In fact there are endless difficulties in judging how many words a
person knows. However, it is certain that the number of the words
we use (active vocabulary) is very much smaller than the number of
the words we know (passive vocabulary or recognition vocabulary).
It is often the caswe that you read a newspaper and recognize the
meaning of a word, such as now-governmental, but you have never
been able to use thi word in your english
conversation or writing before. According to one source, native
speakers of a language have a passive vocabulary of up to 100,000
words, but an active vocabulary of between 10,000 and 20,000
words.
Then how many english words should be needed for a non-native
speaker? There are different answers. According to Professor Ogden
of Cambridge University. To be able to communicate in an english a
learner just needs 850 essential words (as active vocabulary,
including a mere 18 verbs: be, come do , get, give, go, have, keep,
let, make, may, put, say, see, seen, send, take and will). Other
linguists, however, did not agree with. Ogden, claiming those who
learnt only 850 basic words might be able to write simple messages
but would scarcely be able to exchange ideas or to read anything in
english (even comic books and greeting cards would contrain words
and expression quite unknown to them). Mackey and his colleagues
suggested that in a foreign learning, an active vocabulary of about
3000 to 5000 words, and a passive vocabulary of about 5000 to
10,000 words are required to achieve the intermediate to upper
intermediate level of proficiency. It is roughly estimated that
foreign students need more than 20,000 words a pasive vocbulary and
at least 10,000 as active vocabulary to attend college in an
American university.
It
is true that the bigger size your english vocabulary you have, the
more comfortable you can be to communicate in english. However, it
is misleading to think that a learner who possesses more english
word can automatically speak, write or understand english better
than the one who has less vocabulary. Difference should rather be
made between good and bad language learners. A good language
learner always knows how to make up for the lack of vocabulary.
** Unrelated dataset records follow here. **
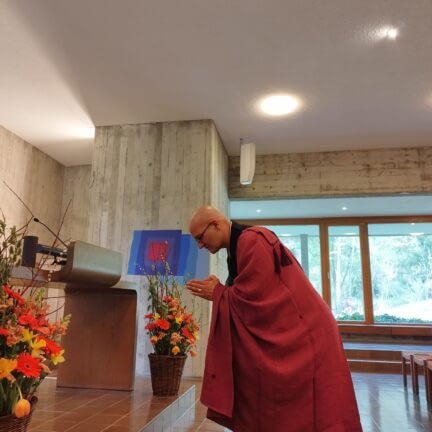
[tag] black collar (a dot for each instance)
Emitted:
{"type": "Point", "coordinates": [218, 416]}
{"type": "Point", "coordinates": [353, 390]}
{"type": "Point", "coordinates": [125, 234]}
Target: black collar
{"type": "Point", "coordinates": [236, 230]}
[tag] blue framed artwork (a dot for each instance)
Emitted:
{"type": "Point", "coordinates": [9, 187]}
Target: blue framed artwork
{"type": "Point", "coordinates": [151, 249]}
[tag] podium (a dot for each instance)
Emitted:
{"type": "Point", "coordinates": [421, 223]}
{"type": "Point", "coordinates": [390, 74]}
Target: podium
{"type": "Point", "coordinates": [100, 343]}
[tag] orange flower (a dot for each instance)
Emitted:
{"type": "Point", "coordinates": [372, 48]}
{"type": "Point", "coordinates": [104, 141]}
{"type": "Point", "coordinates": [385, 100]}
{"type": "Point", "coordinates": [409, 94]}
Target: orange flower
{"type": "Point", "coordinates": [50, 346]}
{"type": "Point", "coordinates": [163, 324]}
{"type": "Point", "coordinates": [22, 408]}
{"type": "Point", "coordinates": [28, 365]}
{"type": "Point", "coordinates": [188, 334]}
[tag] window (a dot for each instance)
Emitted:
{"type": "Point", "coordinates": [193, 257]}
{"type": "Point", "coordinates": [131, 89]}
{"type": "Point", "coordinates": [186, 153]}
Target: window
{"type": "Point", "coordinates": [401, 272]}
{"type": "Point", "coordinates": [375, 270]}
{"type": "Point", "coordinates": [346, 280]}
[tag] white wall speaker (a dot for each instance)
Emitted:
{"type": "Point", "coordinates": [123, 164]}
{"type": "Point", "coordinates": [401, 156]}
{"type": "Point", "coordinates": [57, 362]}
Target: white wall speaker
{"type": "Point", "coordinates": [247, 163]}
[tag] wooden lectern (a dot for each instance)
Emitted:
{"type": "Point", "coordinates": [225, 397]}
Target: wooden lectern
{"type": "Point", "coordinates": [101, 340]}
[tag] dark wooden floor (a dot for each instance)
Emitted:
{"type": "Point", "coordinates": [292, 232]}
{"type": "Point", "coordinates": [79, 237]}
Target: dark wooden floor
{"type": "Point", "coordinates": [384, 404]}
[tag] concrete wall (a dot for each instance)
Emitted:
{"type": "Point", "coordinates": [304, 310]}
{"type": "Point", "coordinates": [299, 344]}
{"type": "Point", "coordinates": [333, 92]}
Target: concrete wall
{"type": "Point", "coordinates": [362, 172]}
{"type": "Point", "coordinates": [76, 203]}
{"type": "Point", "coordinates": [37, 179]}
{"type": "Point", "coordinates": [153, 176]}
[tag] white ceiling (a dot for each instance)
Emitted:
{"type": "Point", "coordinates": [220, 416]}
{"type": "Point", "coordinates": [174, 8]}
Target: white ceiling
{"type": "Point", "coordinates": [67, 65]}
{"type": "Point", "coordinates": [401, 205]}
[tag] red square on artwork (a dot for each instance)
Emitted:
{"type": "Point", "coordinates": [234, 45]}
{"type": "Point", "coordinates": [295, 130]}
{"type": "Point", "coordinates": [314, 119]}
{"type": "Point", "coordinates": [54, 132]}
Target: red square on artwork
{"type": "Point", "coordinates": [157, 251]}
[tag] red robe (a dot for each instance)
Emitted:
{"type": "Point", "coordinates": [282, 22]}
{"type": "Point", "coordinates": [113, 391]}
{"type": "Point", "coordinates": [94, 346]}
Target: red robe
{"type": "Point", "coordinates": [275, 361]}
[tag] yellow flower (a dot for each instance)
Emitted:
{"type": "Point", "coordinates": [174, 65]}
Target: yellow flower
{"type": "Point", "coordinates": [6, 367]}
{"type": "Point", "coordinates": [36, 347]}
{"type": "Point", "coordinates": [27, 336]}
{"type": "Point", "coordinates": [58, 358]}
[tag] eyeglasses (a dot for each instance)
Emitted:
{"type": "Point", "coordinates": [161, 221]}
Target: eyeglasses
{"type": "Point", "coordinates": [199, 238]}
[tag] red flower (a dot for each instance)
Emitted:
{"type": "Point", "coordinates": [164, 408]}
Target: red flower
{"type": "Point", "coordinates": [13, 294]}
{"type": "Point", "coordinates": [150, 326]}
{"type": "Point", "coordinates": [28, 365]}
{"type": "Point", "coordinates": [163, 324]}
{"type": "Point", "coordinates": [4, 332]}
{"type": "Point", "coordinates": [29, 320]}
{"type": "Point", "coordinates": [187, 333]}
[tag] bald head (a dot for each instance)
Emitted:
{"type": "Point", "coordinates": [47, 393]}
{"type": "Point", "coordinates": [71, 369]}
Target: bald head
{"type": "Point", "coordinates": [210, 228]}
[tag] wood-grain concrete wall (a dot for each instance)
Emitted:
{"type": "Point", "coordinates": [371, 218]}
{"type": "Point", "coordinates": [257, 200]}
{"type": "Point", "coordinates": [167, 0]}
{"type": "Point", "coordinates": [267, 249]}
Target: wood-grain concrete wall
{"type": "Point", "coordinates": [349, 173]}
{"type": "Point", "coordinates": [37, 179]}
{"type": "Point", "coordinates": [76, 203]}
{"type": "Point", "coordinates": [153, 176]}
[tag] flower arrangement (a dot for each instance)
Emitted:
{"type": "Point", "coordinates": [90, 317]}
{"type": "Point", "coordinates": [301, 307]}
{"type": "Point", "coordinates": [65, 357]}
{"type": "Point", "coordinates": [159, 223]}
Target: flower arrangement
{"type": "Point", "coordinates": [28, 341]}
{"type": "Point", "coordinates": [172, 330]}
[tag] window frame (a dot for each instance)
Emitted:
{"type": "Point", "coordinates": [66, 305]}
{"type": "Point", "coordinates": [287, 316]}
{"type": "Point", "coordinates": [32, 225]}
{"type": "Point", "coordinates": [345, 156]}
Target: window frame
{"type": "Point", "coordinates": [368, 326]}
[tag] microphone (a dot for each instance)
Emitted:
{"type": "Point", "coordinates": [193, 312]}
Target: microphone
{"type": "Point", "coordinates": [51, 231]}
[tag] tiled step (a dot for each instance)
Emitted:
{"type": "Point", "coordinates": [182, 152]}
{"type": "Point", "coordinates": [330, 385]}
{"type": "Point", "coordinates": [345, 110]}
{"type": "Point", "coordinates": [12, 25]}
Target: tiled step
{"type": "Point", "coordinates": [166, 418]}
{"type": "Point", "coordinates": [372, 354]}
{"type": "Point", "coordinates": [379, 358]}
{"type": "Point", "coordinates": [375, 366]}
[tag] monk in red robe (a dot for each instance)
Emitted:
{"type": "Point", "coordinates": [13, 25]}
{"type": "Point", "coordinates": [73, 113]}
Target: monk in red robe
{"type": "Point", "coordinates": [275, 361]}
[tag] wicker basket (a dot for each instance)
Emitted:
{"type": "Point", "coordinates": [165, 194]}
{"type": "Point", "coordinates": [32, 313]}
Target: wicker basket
{"type": "Point", "coordinates": [166, 373]}
{"type": "Point", "coordinates": [11, 423]}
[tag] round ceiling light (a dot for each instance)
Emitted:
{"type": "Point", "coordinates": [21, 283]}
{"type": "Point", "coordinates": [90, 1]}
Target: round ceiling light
{"type": "Point", "coordinates": [279, 105]}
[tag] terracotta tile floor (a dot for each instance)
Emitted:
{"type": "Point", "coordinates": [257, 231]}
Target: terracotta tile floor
{"type": "Point", "coordinates": [385, 406]}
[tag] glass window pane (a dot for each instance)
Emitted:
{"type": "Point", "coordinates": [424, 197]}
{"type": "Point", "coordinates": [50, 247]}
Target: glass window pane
{"type": "Point", "coordinates": [346, 280]}
{"type": "Point", "coordinates": [401, 271]}
{"type": "Point", "coordinates": [304, 243]}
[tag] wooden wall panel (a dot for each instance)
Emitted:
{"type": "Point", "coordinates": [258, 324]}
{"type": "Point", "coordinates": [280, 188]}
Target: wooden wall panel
{"type": "Point", "coordinates": [362, 172]}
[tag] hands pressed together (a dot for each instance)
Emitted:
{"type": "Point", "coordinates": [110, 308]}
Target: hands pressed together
{"type": "Point", "coordinates": [203, 288]}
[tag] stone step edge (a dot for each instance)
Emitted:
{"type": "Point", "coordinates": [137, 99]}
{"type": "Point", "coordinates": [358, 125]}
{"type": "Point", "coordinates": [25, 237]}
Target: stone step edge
{"type": "Point", "coordinates": [172, 412]}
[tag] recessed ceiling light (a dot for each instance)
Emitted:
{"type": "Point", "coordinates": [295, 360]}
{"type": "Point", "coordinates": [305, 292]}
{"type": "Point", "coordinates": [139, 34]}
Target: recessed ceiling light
{"type": "Point", "coordinates": [84, 132]}
{"type": "Point", "coordinates": [279, 105]}
{"type": "Point", "coordinates": [387, 32]}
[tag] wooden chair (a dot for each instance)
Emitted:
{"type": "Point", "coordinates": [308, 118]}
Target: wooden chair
{"type": "Point", "coordinates": [415, 359]}
{"type": "Point", "coordinates": [428, 379]}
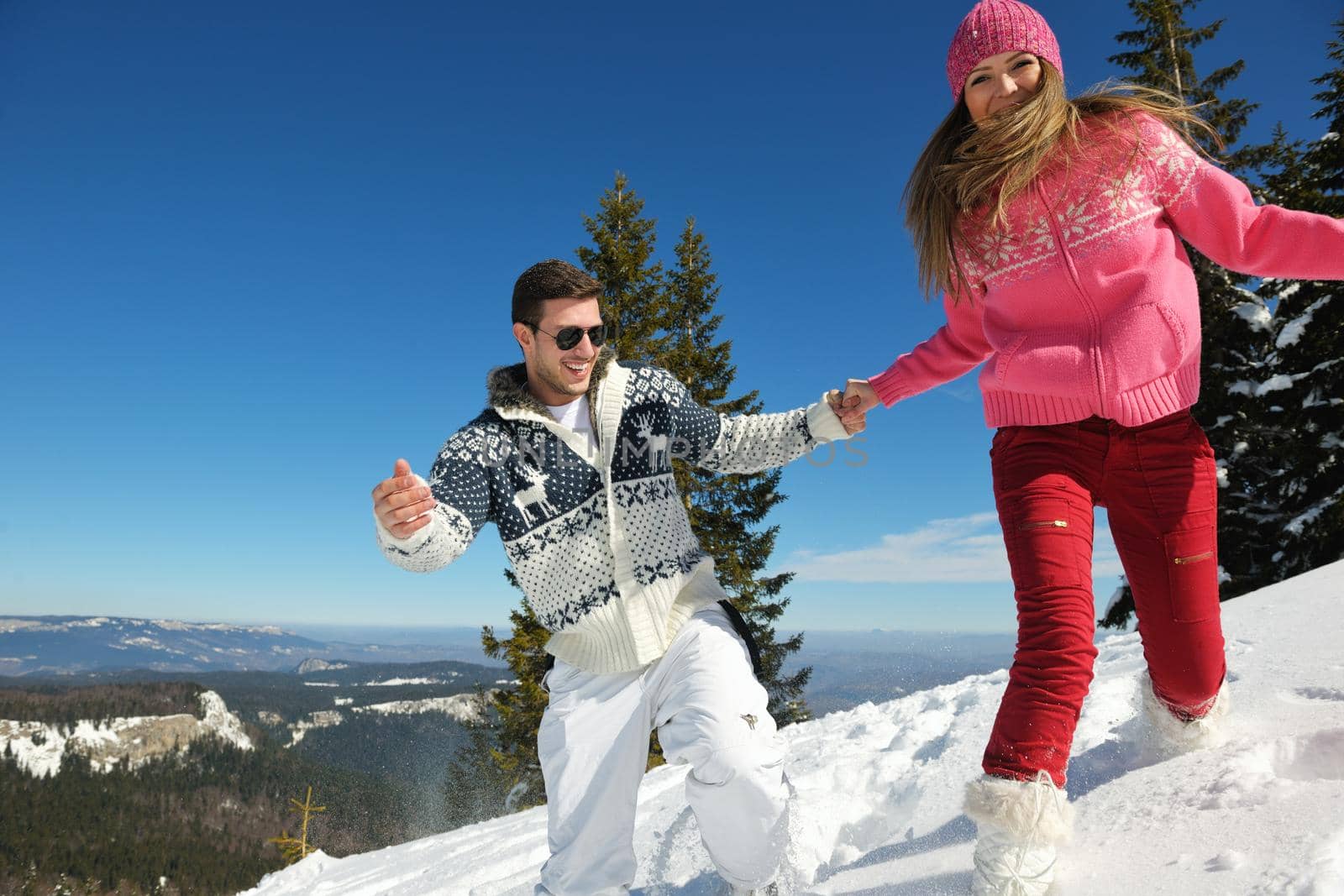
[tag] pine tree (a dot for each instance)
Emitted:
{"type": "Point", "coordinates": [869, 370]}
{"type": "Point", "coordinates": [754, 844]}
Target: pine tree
{"type": "Point", "coordinates": [1303, 382]}
{"type": "Point", "coordinates": [726, 510]}
{"type": "Point", "coordinates": [1236, 338]}
{"type": "Point", "coordinates": [477, 783]}
{"type": "Point", "coordinates": [519, 707]}
{"type": "Point", "coordinates": [622, 258]}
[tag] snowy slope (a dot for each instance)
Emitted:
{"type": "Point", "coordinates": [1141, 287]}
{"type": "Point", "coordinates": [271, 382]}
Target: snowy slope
{"type": "Point", "coordinates": [879, 789]}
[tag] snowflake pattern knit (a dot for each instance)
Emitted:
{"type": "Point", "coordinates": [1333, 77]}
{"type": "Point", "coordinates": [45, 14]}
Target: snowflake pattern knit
{"type": "Point", "coordinates": [605, 555]}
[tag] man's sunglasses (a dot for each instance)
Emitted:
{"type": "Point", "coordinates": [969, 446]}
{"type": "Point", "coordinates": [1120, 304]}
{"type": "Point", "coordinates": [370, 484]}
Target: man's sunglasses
{"type": "Point", "coordinates": [571, 336]}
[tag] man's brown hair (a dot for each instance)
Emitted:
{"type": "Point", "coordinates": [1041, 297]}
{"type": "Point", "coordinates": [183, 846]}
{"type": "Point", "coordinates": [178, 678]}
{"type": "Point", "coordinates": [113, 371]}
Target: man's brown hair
{"type": "Point", "coordinates": [551, 278]}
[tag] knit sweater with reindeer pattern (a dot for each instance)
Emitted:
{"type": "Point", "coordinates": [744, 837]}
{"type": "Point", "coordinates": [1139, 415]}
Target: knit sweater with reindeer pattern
{"type": "Point", "coordinates": [1085, 302]}
{"type": "Point", "coordinates": [604, 551]}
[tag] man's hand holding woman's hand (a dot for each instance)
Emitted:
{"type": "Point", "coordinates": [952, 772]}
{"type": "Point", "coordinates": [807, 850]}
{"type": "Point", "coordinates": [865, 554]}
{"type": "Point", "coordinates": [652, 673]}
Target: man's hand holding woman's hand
{"type": "Point", "coordinates": [848, 409]}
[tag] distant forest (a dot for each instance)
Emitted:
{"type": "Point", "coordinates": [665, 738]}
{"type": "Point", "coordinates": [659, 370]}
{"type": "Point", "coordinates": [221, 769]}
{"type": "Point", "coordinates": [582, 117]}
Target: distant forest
{"type": "Point", "coordinates": [199, 820]}
{"type": "Point", "coordinates": [55, 705]}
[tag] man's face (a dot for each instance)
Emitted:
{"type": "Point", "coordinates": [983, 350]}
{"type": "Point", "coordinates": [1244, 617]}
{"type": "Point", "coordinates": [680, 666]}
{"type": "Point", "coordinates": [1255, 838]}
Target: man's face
{"type": "Point", "coordinates": [555, 376]}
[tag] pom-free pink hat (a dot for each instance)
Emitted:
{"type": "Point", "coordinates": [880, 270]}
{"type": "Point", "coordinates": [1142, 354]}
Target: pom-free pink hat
{"type": "Point", "coordinates": [994, 27]}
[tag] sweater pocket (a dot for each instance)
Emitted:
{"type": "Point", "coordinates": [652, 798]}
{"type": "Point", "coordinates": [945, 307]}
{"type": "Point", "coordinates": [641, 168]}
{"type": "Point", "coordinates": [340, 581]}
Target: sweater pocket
{"type": "Point", "coordinates": [1046, 362]}
{"type": "Point", "coordinates": [1142, 343]}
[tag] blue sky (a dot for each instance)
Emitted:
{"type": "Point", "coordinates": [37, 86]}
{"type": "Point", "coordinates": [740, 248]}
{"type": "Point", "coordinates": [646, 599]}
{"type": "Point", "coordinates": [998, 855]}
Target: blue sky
{"type": "Point", "coordinates": [253, 253]}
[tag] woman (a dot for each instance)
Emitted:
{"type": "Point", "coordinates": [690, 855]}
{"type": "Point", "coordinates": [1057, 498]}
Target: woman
{"type": "Point", "coordinates": [1053, 228]}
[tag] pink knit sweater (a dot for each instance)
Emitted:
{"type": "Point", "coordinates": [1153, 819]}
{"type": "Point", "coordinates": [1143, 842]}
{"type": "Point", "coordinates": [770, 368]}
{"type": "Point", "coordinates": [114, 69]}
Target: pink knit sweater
{"type": "Point", "coordinates": [1086, 305]}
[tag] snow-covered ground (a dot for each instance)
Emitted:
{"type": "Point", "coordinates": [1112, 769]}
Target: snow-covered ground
{"type": "Point", "coordinates": [879, 790]}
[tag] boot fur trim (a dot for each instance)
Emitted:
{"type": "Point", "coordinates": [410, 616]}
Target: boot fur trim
{"type": "Point", "coordinates": [1026, 810]}
{"type": "Point", "coordinates": [1179, 735]}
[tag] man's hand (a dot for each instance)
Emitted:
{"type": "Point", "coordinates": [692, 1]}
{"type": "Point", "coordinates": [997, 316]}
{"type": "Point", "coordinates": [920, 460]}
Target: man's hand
{"type": "Point", "coordinates": [864, 392]}
{"type": "Point", "coordinates": [850, 411]}
{"type": "Point", "coordinates": [402, 501]}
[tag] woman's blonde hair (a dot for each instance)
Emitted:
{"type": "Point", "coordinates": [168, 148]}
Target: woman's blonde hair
{"type": "Point", "coordinates": [965, 167]}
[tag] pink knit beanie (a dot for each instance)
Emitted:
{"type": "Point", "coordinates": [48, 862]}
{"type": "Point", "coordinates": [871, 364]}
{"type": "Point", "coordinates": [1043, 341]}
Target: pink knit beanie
{"type": "Point", "coordinates": [994, 27]}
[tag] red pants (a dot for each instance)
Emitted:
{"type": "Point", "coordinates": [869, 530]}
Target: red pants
{"type": "Point", "coordinates": [1159, 486]}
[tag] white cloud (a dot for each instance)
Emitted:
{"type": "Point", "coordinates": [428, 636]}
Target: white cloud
{"type": "Point", "coordinates": [958, 550]}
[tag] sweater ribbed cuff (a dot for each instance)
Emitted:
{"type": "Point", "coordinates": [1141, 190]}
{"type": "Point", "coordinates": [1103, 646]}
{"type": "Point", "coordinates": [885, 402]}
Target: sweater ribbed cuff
{"type": "Point", "coordinates": [890, 385]}
{"type": "Point", "coordinates": [823, 422]}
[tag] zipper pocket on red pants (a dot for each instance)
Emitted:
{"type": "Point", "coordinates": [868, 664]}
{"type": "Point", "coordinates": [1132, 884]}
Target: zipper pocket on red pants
{"type": "Point", "coordinates": [1043, 524]}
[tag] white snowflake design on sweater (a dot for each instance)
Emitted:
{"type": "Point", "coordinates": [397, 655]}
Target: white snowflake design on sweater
{"type": "Point", "coordinates": [1102, 199]}
{"type": "Point", "coordinates": [562, 520]}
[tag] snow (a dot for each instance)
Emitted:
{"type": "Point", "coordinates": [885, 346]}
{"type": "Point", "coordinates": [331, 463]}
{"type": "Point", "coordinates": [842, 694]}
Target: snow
{"type": "Point", "coordinates": [1256, 315]}
{"type": "Point", "coordinates": [391, 683]}
{"type": "Point", "coordinates": [39, 747]}
{"type": "Point", "coordinates": [879, 790]}
{"type": "Point", "coordinates": [319, 719]}
{"type": "Point", "coordinates": [1294, 328]}
{"type": "Point", "coordinates": [461, 707]}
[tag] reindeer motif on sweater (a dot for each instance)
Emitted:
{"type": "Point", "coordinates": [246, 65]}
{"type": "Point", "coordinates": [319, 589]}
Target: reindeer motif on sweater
{"type": "Point", "coordinates": [602, 547]}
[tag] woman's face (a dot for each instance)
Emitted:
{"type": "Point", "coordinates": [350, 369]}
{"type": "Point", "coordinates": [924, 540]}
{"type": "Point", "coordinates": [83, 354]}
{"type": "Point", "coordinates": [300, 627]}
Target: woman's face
{"type": "Point", "coordinates": [1001, 81]}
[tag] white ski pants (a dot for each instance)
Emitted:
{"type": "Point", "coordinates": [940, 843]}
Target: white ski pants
{"type": "Point", "coordinates": [710, 712]}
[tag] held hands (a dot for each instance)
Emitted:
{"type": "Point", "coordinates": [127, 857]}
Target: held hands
{"type": "Point", "coordinates": [847, 410]}
{"type": "Point", "coordinates": [402, 501]}
{"type": "Point", "coordinates": [853, 405]}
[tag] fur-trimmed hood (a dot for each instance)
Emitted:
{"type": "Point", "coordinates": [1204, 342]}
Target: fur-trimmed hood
{"type": "Point", "coordinates": [506, 387]}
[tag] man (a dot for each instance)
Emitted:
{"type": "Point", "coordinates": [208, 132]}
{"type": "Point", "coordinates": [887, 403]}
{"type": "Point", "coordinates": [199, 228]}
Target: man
{"type": "Point", "coordinates": [573, 463]}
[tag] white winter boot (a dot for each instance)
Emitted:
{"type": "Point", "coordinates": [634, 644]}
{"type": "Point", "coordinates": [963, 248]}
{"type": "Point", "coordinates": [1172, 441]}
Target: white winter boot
{"type": "Point", "coordinates": [1021, 824]}
{"type": "Point", "coordinates": [1168, 735]}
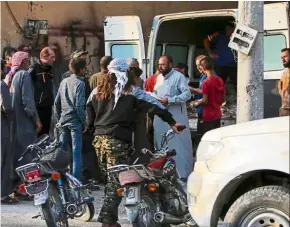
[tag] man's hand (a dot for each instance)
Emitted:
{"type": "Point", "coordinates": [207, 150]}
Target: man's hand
{"type": "Point", "coordinates": [175, 128]}
{"type": "Point", "coordinates": [38, 126]}
{"type": "Point", "coordinates": [85, 129]}
{"type": "Point", "coordinates": [164, 101]}
{"type": "Point", "coordinates": [213, 55]}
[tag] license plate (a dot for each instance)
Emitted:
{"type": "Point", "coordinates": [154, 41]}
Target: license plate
{"type": "Point", "coordinates": [40, 198]}
{"type": "Point", "coordinates": [130, 193]}
{"type": "Point", "coordinates": [37, 188]}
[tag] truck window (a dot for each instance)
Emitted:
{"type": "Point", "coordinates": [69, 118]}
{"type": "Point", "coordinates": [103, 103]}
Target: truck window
{"type": "Point", "coordinates": [179, 53]}
{"type": "Point", "coordinates": [124, 51]}
{"type": "Point", "coordinates": [272, 52]}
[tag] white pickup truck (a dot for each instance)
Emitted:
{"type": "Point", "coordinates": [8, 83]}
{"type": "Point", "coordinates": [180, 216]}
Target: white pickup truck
{"type": "Point", "coordinates": [242, 176]}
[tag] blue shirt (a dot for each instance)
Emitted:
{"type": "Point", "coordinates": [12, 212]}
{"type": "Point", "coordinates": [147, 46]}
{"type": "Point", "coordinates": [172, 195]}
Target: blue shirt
{"type": "Point", "coordinates": [226, 57]}
{"type": "Point", "coordinates": [199, 96]}
{"type": "Point", "coordinates": [70, 101]}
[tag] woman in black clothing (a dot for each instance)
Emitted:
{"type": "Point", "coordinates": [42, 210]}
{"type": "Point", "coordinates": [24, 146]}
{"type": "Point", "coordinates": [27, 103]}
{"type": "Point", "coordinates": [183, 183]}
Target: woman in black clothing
{"type": "Point", "coordinates": [111, 112]}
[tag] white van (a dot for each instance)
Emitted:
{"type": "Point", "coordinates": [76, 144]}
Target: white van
{"type": "Point", "coordinates": [242, 176]}
{"type": "Point", "coordinates": [181, 35]}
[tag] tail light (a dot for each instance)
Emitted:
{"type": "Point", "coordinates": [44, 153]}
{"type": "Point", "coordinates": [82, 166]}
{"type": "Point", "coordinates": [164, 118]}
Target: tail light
{"type": "Point", "coordinates": [21, 188]}
{"type": "Point", "coordinates": [55, 176]}
{"type": "Point", "coordinates": [152, 187]}
{"type": "Point", "coordinates": [33, 176]}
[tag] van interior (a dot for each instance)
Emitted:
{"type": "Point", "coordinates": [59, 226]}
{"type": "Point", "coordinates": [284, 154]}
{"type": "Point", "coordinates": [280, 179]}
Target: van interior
{"type": "Point", "coordinates": [183, 39]}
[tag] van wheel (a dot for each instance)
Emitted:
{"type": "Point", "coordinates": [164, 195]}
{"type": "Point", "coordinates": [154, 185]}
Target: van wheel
{"type": "Point", "coordinates": [264, 206]}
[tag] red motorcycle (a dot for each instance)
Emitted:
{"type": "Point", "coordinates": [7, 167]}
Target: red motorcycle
{"type": "Point", "coordinates": [154, 194]}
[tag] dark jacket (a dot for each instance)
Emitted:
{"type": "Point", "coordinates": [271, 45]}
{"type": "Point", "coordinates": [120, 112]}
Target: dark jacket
{"type": "Point", "coordinates": [43, 85]}
{"type": "Point", "coordinates": [102, 119]}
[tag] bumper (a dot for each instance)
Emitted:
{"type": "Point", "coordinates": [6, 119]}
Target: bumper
{"type": "Point", "coordinates": [203, 188]}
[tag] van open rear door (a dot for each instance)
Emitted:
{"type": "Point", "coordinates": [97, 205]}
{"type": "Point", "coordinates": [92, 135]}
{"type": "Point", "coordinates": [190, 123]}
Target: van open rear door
{"type": "Point", "coordinates": [276, 37]}
{"type": "Point", "coordinates": [124, 38]}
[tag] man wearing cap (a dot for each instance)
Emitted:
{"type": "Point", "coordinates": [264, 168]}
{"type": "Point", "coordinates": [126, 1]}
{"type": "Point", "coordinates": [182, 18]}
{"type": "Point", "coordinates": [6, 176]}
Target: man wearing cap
{"type": "Point", "coordinates": [96, 78]}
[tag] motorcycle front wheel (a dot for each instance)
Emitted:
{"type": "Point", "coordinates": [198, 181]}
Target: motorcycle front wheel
{"type": "Point", "coordinates": [52, 210]}
{"type": "Point", "coordinates": [145, 217]}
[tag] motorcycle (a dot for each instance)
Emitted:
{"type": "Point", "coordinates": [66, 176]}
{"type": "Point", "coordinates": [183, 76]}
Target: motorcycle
{"type": "Point", "coordinates": [154, 194]}
{"type": "Point", "coordinates": [58, 194]}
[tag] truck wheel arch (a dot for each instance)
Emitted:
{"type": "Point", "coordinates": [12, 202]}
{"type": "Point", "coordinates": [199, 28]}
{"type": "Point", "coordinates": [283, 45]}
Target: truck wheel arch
{"type": "Point", "coordinates": [232, 191]}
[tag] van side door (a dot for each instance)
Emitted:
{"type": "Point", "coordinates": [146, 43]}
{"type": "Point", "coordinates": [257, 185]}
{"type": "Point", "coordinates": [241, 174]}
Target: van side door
{"type": "Point", "coordinates": [124, 38]}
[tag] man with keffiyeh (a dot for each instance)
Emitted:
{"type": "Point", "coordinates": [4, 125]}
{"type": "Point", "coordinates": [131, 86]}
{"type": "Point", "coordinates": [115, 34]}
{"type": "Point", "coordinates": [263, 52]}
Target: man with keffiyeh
{"type": "Point", "coordinates": [25, 124]}
{"type": "Point", "coordinates": [110, 116]}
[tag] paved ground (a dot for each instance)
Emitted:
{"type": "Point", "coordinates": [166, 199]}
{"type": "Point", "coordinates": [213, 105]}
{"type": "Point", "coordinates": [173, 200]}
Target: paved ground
{"type": "Point", "coordinates": [20, 215]}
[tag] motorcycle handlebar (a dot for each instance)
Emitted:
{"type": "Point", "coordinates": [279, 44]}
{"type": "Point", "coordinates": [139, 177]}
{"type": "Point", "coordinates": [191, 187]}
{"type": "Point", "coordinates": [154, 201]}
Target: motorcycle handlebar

Good learners are characterized by the ability to guess, to
paraphrase or to gesture when he has a problem concerning
vocabulary. He would not let the new words in a text hinder his
comprehension. He/she would search for their meaning through the
context in which the word appears or through analyzing the
appearance of this word. Similarly, he is still able to talk about
things of which he does not know the name in english. For example,
being unfamiliar with the word handkerchief, he could say a cloth
for my nose, and for an apartment comples he could say building.
Therefore, learning more vocabulary is imortan, but more important
is learning how to understand language or get your language
understood despite the lack of vocabulary.